This phenomenological study assesses the impacts of full lockdown strategies applied in Italy, France, Spain and United Kingdom, on the slowdown of the 2020 COVID-19 outbreak. Comparing the trajectory of the epidemic before and after the lockdown, we find no evidence of any discontinuity in the growth rate, doubling time, and reproduction number trends. Extrapolating pre-lockdown growth rate trends, we provide estimates of the death toll in the absence of any lockdown policies, and show that these strategies might not have saved any life in western Europe. We also show that neighboring countries applying less restrictive social distancing measures (as opposed to police-enforced home containment) experience a very similar time evolution of the epidemic.
Introduction
The recent COVID-19 outbreak in Europe has challenged the governments responsiveness in front of an unpredictable and unprecedented situation. Since most countries were unprepared to face such an unexpected epidemic, lack of testing capacities yielded most policies to shift towards social distancing measures rather than modern laboratory-based quarantine [10]. A broad range of public actions were taken in response to the epidemic, from no action at all (Sweden) to full lockdown (Italy, France, Spain and United Kingdom), including police-enforced home containment. Other countries, such as the Netherlands and Germany, opted for a measured response, encouraging social distancing without locking their population down.
While new medical treatments proposed to cure COVID-19 cases are required to be validated through controlled double blind studies, the benefits and risks of social distancing strategies are not subject to any comparative tests. However, full lockdown measures, such as those decided in Italy, France, Spain and United Kingdom have not been experienced in Western Europe countries for centuries, and their effects in contemporary population’s mental and physical health is largely unknown. The COVID-19 epidemic episode was shown to, by itself, affect mental health, including anxiety syndromes and depression [21] and the consequences of isolation could enhance these conditions. In the absence of any control group, the impacts on western Europe’s population will not be measurable until months. Nevertheless, increased mortality due to difficulties of access to basic health care, increased mental conditions linked to isolation, as well as social consequences of economic recession, despite being unquantifiable so far, is to be expected. Such measures are thus only appropriate if their impacts on limiting the epidemic spreading save more lives than their inherent death toll. Attempting a real-time assessment of full lockdown policies efficiency thus seems crucial to help public action decisions in the forthcoming weeks.
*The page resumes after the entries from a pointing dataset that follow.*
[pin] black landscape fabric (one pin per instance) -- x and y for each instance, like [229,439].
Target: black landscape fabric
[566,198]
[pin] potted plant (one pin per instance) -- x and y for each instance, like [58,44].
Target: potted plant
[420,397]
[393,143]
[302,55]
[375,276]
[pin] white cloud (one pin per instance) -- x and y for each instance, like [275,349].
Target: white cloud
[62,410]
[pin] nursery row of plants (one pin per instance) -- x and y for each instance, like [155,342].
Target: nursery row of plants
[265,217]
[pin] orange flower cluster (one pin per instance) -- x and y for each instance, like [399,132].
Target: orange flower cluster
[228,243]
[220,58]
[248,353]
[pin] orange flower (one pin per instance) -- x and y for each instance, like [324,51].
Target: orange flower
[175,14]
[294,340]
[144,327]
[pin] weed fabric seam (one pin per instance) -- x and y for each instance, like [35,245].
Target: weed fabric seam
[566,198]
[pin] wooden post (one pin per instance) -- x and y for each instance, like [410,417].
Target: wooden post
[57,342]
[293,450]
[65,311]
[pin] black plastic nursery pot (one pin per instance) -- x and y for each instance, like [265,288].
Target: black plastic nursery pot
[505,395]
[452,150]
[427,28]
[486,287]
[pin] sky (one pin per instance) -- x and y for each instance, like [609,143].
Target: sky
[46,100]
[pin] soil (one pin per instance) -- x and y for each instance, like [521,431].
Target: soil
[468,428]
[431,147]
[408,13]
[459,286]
Recent modeling results suggestes that China’s full lockdown policy was successful in containing the epidemic [9]. In an attempt to predict the efficiency of similar policies in Western Europe countries (Italy, France, Spain and United Kingdom), Picchioti el al. (2020) [16] implemented a SEIR model, testing different lockdown parameterizations, and suggested that early public containment measures could be efficient. However, as acknowledged by the authors, real-time parameterization of a model for an un-known disease is a difficult and uncertain task, and the effects of lockdown may vary from one country to another. Although modeling studies offer valuable insights and possible scenarii for forthcoming events, and might provide a deep understanding of the epidemic’s dynamics a posteriori, they require validation, which can only be provided by thorough data analysis. In that regard, the observational efforts of Tobias (2020) [20] represent an interesting approach. The latter recently claimed that the full lockdown policies in Spain and Italy have had positive results in slowing the epidemic. However, their methods, based on fitting linear trends to the logarithm of the daily new cases and daily death numbers, and comparing them before, and after the lockdown policies, might not be appropriate. As will be shown below, to assess the trajectory of the epidemic, one should look for trends in the time derivative of the logarithm of daily numbers, rather than trends in the logarithm of the daily numbers itself.
Here, we show that the available data exhibit no evidence for any effects of the full lockdown policies applied in Italy, Spain, France and United Kingdom in the time evolution of the COVID-19 epidemic. Using a phenomenological approach, we compare the evolution of the epidemic before and after the full lockdown measures are expected to produce visible results. Our approach have similarities with Tobias (2020)’s [20]: it is focused on incident rather than cumulative data, and it compares pre-lockdown and post-lockdown trends. However, here, no positive changes are noticed in the trend of the daily death growth rate, doubling time, or reproduction number, weeks after lockdown policies should have impacts.